Inter-Data Center Network
In today’s networks, data centers are hubs for the information superhighways. Just as in our transportation highways, the electronically switched on-ramps often form a bottleneck and make it difficult for data centers to share processing loads or replicated large volumes of data. In some cases, large corporations have built dedicated networks to connect their data centers to circumvent these bottlenecks, while the problem remains for the broader Internet. Metropolitan data centers in particular are often constrained in size due to limited space and move data through highly congested metro networks.
A CIAN team at Columbia University has created a new network architecture that creates high capacity optical network lanes that can express directly into the internal data center networks. Virtual machines, the workhorses of cloud computing, were migrated across optical links set up on demand with a maximum latency of 361 ms using the micro-electro-mechanical-system (MEMS) optical switch developed by CIAN industry affiliate, Calient.

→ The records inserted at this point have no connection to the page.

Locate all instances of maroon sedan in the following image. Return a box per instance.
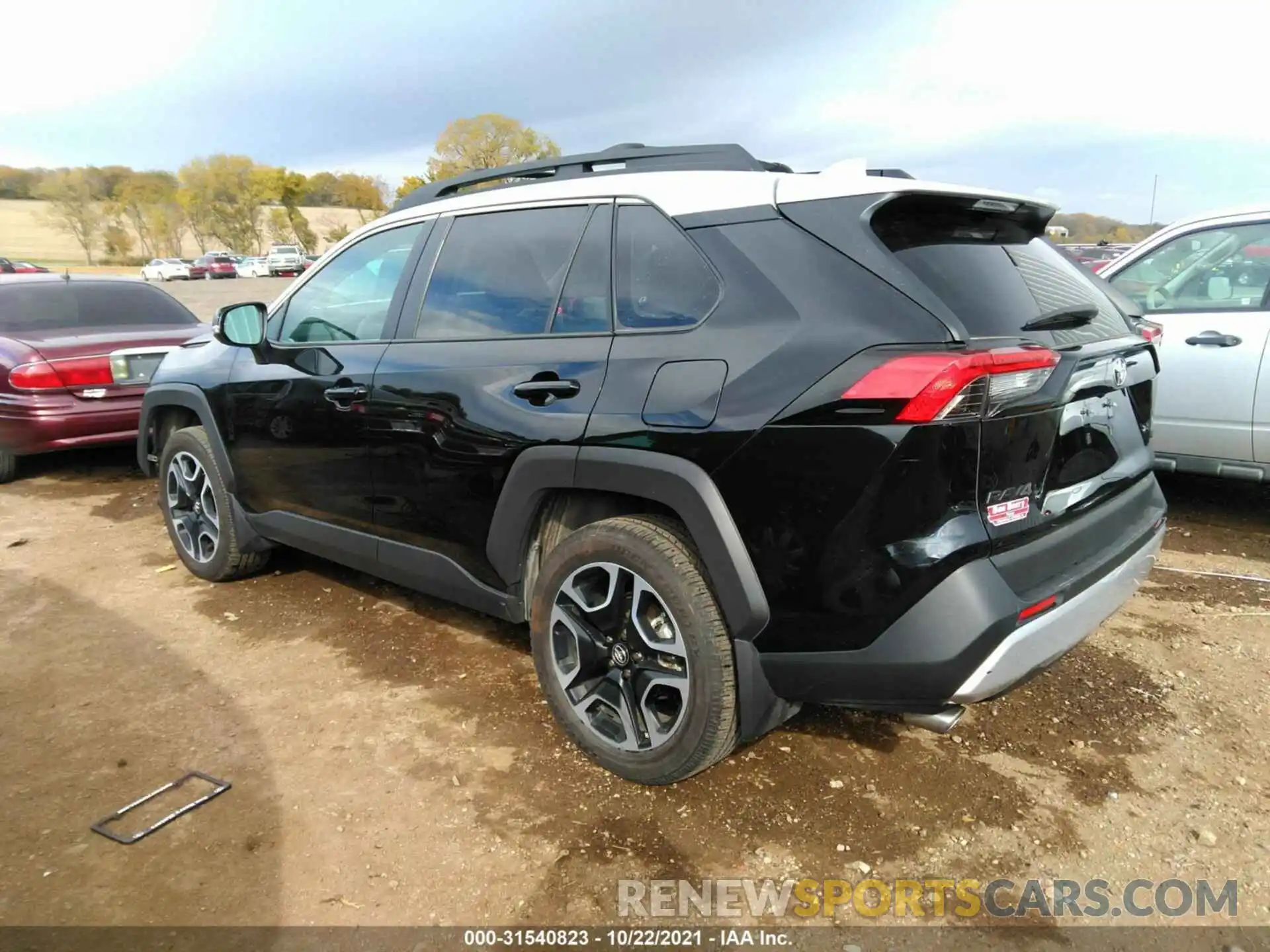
[0,274,204,483]
[198,255,237,280]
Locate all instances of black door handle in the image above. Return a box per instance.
[512,379,581,406]
[1186,330,1244,346]
[321,383,371,410]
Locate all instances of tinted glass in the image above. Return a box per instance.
[0,280,198,334]
[1110,222,1270,313]
[280,223,423,342]
[551,204,613,334]
[613,204,720,329]
[418,206,589,339]
[873,196,1132,346]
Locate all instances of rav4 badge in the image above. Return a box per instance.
[988,496,1031,526]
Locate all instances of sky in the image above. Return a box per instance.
[0,0,1270,222]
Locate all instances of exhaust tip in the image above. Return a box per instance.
[904,705,965,734]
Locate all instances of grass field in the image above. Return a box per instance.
[0,198,370,265]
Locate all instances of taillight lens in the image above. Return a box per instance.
[842,346,1058,422]
[9,357,114,389]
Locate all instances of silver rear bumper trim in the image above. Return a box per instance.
[949,526,1165,705]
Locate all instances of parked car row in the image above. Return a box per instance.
[0,146,1270,783]
[140,245,318,280]
[0,258,48,274]
[1063,244,1133,274]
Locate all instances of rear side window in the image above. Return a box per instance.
[0,280,198,334]
[613,204,720,330]
[873,194,1130,346]
[418,206,591,340]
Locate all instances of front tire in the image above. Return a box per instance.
[159,426,269,581]
[531,516,738,785]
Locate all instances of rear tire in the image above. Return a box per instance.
[159,426,269,581]
[531,516,738,785]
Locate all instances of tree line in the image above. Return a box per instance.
[0,155,388,264]
[1049,212,1164,245]
[0,113,576,264]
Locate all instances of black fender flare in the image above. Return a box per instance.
[485,446,771,641]
[137,383,235,495]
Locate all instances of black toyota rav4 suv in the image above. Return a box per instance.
[138,146,1165,783]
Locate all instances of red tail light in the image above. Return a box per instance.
[1019,595,1058,622]
[9,357,114,389]
[842,346,1058,422]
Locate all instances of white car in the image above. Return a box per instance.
[141,258,189,280]
[1100,206,1270,483]
[233,258,269,278]
[267,245,305,277]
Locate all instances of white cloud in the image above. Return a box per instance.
[795,0,1270,151]
[0,0,216,118]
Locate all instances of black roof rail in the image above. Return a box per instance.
[392,142,790,212]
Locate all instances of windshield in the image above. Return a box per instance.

Creating converged inter- and intra- data center networks at the optical layer provides a pathway to higher capacity and lower latency for many applications, such as cloud computing and big data processing that move large volumes of data between data centers. With optical capacities measured in 100’s of gigabits per second, this capability is a potential pathway to scaling applications to handle more data across data centers or in the cloud. It also has the potential to level the playing field so that enterprises without the resources to build a dedicated high capacity network between their data centers can reach these capacities on an affordable on demand basis.